Monument to Alexander Pushkin
- Interactive map of Monument to Alexander Pushkin
- Location: Taganrog, Rostov Oblast, Russia
- Material: bronze, granite
- Opening date: 1986
- Dedicated to: Alexander Pushkin

= Monument to Alexander Pushkin (Taganrog) =

Monument in Taganrog, Rostov, Russia

Monument to Alexander Pushkin in Taganrog (Памятник Александру Пушкину в Таганроге) is a monument dedicated to the prominent Russian poet. It was installed in 1986 at the Pushkin Embankment.

== History and description ==
The monument was erected in 1986 in order to commemorate the visit of Taganrog by Alexander Pushkin in June 1820, who was accompanied by General Nikolay Raevsky, who was his friend and a hero of the War of 1812. Pushkin stayed at the Governor Palace: there, five years later, died Russian Emperor Alexander I.
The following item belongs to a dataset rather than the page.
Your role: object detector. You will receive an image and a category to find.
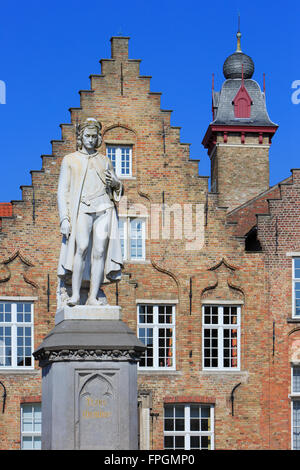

The Monument to Alexander Pushkin is made of bronze, and was designed by sculptor Georgy Neroda and by architect Pyotr Bondarenko. Originally the monument was installed facing the Pushkin Embankment, 10–15 meters north-west of the Stone Staircase on its axis.

In 2002, in connection with the reconstruction of the Pushkin Embankment and installation of the monument in the memory of the 300th Anniversary of Taganrog, the monument to Alexander Pushkin was moved 150 meters towards the Yacht Club building. When it was moved, the previous rectangular pedestal was also replaced by new, a round one.